Probably our sample is skewed - we're introverts judging by the fact we're spending our time typing into a computer forum rather than out and about with friends. Maybe extroverts get way more mileage out of therapy? :? Any extroverts care to chime in?
Extrovert here! I'll chime in. Doing well in therapy isn't about extroversion or introversion, since you're talking to just one person. Even a strong introvert is usually able to pull that off pretty well.

However, therapy is about having very robust social skills, an ability most aspies lack. In order to succeed in therapy, you MUST be able to figure out what your therapist wants to hear, when your therapist want to hear it, and how to phrase it. If you fail to do that, your therapist will be angry with you, and will retaliate somehow, usually by mocking you or pushing your emotional buttons. Like, if your therapist asks you how something made you feel, you're supposed to KNOW what to say and how to say it in a way your therapist likes. If you fail to do that, your therapist will trigger you in order to make you cry. This is known as "negative reinforcement", and is meant to teach you to talk about your feelings the way your therapist wants to hear, all without teaching you the technical skills to do that.

Another example: if you're a teenager seeing a family therapist, she (let that person be a woman) DOES NOT want to hear you complain about your parents, and it's YOUR job to know this from the get-go. She is, after all, their ally helping them "fix" you. If you complain about them, she will mock you and/or rub the misery back in your face, although she will NEVER say to your face you're saying something wrong. You're supposed to learn on the fly not to complain about your parents again, unless their actions meet the therapy industry's mandated reporting standards, like physical abuse.

TL;DR: The only way for aspies to win at therapy is not to play the game at all. It's rigged against us by design.


I'm not down with that TL;DR. I say, TS;BS! :lol: The longer the better, as long as you are making sense and not sharing freeform poetry. There's a reason I'm not on Twitter.

You explained the therapist game rather well for me, I understand now why we all consider our therapists to have been royal jerks. The therapists learn the art of manipulation, a dark art, in university and from their colleagues. They are using "any means" to get what they perceive to be "the desired end", a "cured" patient that makes them look good and competent. I guess that is their little short cut to compensate for having a brief 45 minute session, they are trying to maximize the mileage. I just always detested these therapists and thought they were completely useless for anything beyond arousing rage and anger. They were always and forever trying to trigger me, they would grope around for that soft spot and plunge a dagger in it.

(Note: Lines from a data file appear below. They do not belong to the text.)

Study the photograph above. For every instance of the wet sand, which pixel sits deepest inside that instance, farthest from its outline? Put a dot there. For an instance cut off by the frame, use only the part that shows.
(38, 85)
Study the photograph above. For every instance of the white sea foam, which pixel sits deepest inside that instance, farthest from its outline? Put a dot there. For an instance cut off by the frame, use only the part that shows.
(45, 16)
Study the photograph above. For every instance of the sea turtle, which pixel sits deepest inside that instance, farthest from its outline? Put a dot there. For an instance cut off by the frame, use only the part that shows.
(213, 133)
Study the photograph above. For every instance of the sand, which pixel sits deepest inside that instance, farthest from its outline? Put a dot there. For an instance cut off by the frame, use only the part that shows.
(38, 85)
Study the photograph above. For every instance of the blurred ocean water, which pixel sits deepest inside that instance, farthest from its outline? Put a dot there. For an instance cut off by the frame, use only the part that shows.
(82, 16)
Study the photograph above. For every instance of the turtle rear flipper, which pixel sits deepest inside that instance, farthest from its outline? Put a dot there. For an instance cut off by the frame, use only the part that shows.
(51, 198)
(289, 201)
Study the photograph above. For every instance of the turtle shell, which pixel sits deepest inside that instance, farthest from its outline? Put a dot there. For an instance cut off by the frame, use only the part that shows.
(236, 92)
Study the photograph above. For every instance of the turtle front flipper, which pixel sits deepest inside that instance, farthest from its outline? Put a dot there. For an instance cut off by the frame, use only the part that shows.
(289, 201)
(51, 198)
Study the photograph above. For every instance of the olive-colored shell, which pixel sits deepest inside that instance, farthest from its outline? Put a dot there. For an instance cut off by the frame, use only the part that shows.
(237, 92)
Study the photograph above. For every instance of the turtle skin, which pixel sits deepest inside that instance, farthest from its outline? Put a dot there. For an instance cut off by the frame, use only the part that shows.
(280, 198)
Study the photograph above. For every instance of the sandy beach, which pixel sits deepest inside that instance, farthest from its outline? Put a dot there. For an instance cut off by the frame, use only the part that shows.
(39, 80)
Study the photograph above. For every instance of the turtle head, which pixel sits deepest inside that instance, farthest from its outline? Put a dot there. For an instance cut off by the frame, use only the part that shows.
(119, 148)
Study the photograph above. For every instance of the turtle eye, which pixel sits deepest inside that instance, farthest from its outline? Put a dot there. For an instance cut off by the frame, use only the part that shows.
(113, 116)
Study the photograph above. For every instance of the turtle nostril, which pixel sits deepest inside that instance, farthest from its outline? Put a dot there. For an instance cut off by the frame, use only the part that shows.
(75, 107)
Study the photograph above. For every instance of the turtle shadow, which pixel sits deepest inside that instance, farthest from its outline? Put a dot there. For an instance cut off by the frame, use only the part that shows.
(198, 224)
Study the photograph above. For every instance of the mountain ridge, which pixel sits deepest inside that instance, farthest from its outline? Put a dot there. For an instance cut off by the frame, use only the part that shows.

Funny how, 35 years later, little ripples of that rage tsunami, I can still feel it a little bit. I can still recall the name of one PhD. doctor that I hated. I see now, they are playing that game you described, that fit him to a tee. If the patient goes off script, patient must receive negative reinforcement.

Well, society is still coming to grips with how to deal with the human mind, how to repair, how to modify. Right now we are in the primitive era yet. I can't say whether times have progressed much from 35 years ago. I do know that society has no good solution for folks with dementia. Probably the attitude of most is, you take your lumps, you know. Not my problem. Not many folks looking to really solve problems. I do like Bill Gates, at least he is trying to solve some problems here and there, that is more than most billionaires do. If he's an Aspie he's a poster child.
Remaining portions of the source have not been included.